DATASCRAPING/CODING

LATENT IMAGE ANIMATOR

Duration

Spring 2025

1 month

DATA SCRAPING & LATENT MOTION

Tools

Terminal, LIA, Python

Project Overview

This project explores web scraping methods to collect large datasets and experiment with different ways to visualize them. To approach this, I wanted to work with a dataset that was both engaging and rich in visual potential. Being interested in boxing and Muay Thai, I found an online archive containing photos of title fights from 1964 to 2025. This dataset provided a unique opportunity to analyze decades of combat sports history through imagery, allowing me to experiment with different ways to represent trends, patterns, and narratives within the sport. By extracting and organizing this data, I wanted to explore how visual elements, such as color, motion, and composition, can convey information beyond traditional charts and graphs.

Initial Data Scraping

Using ParseHub, I scraped data from Sport Photo Gallery to compile an archive of boxing title fight images from 1964 to 2025. To capture the data effectively, I ran two separate web scrapers: one to extract images only and another to include both images and fight names. Below, I’ve attached a screenshot of my workflow on ParseHub to illustrate the process.

Data Visualization

I used Jupyter Notebook to perform data visualization on image datasets using multiple dimensionality reduction techniques, including t-SNE (t-Distributed Stochastic Neighbor Embedding), Pyramid (multi-scale image representation), CNN (Convolutional Neural Networks feature extraction), and UMAP (Uniform Manifold Approximation and Projection). These methods allowed for effective high-dimensional data exploration by projecting the image feature spaces into lower dimensions for visualization.

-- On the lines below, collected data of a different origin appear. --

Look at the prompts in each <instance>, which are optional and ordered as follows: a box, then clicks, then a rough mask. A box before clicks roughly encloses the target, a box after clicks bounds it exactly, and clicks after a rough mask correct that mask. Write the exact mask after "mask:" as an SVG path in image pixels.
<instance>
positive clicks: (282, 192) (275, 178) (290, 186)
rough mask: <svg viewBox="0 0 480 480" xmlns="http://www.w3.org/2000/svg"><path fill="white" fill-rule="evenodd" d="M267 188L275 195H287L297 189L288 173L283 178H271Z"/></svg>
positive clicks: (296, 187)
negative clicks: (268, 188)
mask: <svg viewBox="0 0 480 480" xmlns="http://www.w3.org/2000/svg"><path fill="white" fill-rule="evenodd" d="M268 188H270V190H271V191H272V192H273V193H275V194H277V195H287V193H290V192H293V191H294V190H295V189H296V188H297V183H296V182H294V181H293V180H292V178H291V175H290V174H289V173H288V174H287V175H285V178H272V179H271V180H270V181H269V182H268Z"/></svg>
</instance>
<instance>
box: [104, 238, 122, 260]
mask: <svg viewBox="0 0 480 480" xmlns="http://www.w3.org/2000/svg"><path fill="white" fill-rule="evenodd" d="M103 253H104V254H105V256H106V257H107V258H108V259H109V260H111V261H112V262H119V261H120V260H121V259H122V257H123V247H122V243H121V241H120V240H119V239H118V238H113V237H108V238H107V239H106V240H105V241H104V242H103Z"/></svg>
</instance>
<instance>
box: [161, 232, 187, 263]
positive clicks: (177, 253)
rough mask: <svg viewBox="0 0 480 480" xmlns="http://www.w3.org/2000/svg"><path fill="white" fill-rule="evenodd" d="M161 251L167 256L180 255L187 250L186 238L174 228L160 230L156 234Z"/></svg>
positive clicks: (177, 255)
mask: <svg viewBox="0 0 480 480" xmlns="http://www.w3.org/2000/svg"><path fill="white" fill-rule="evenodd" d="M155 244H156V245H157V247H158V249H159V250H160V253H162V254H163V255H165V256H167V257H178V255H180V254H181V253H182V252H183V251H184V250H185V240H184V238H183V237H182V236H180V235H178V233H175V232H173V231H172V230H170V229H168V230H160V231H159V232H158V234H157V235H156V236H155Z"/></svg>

Chronological Data Visualization

This part of the project focuses on creating a chronologically organized video that sequences all images by year, from the earliest to the latest. Using Python and OpenCV, the images are first sorted based on their metadata (such as file names, EXIF data, or manually provided timestamps). The sorted images are then compiled into a video, ensuring a smooth and visually coherent transition from one year to the next.

date sorter code provided below:

import json
import re
import pandas as pd

# Load the JSON file
file_path = "/Users/thipopp21/Desktop/run_results.json"
with open(file_path, "r") as f:
data = json.load(f)

# Extract the list from the JSON file
image_list = data.get("selection3", []) # Ensure it retrieves the correct list

# Function to extract the year from the title
def extract_year(text):
match = re.search(r"\b(18\d{2}|19\d{2}|20\d{2})\b", text) # Match years from 1800–2099
return int(match.group(0)) if match else None # Return year as an integer or None if not found

# Process the list to extract years
sorted_images = [
{
"image": item["image"],
"title": item["selection4"],
"year": extract_year(item["selection4"])
}
for item in image_list
]

# Remove entries where no year was found
sorted_images = [img for img in sorted_images if img["year"] is not None]

# Sort the list by year (oldest to newest)
sorted_images.sort(key=lambda x: x["year"])

# Save the sorted list to a new JSON file
sorted_file_path = "/Users/thipopp21/Desktop/sorted_images.json"
with open(sorted_file_path, "w") as f:
json.dump(sorted_images, f, indent=4)

# Convert to DataFrame and save as CSV
df = pd.DataFrame(sorted_images)
df.to_csv("sorted_images.csv", index=False)

print(f"Sorted images saved to {sorted_file_path}")

Initial Result

Edited Video

The final output of my project is a one-minute animated video depicting a boxing match, created by sequencing a series of still images. To maintain a cohesive visual experience, I rendered the video in monotone that the audience remains focused on the movement and intensity of the fight rather than being distracted by the colors from different images. Additionally, I refined the animation by cutting out certain frames from the initial sequence. This eliminated abrupt transitions and enhanced the overall fluidity of the motion.

I wish I had started with a dataset that had more visual coherence. While I aimed to capture the intensity of a boxing fight, the variations in the original images made it challenging to create 'seamless' transitions. Converting everything to monotone helped unify the visuals, but I still had to cut certain frames to smooth out the motion.

After learning this technique, I’m excited to apply it to future projects with a more carefully curated dataset. I’d definitely want to animate something where the transitions feel more natural and fluid, allowing for a smoother, more immersive visual experience.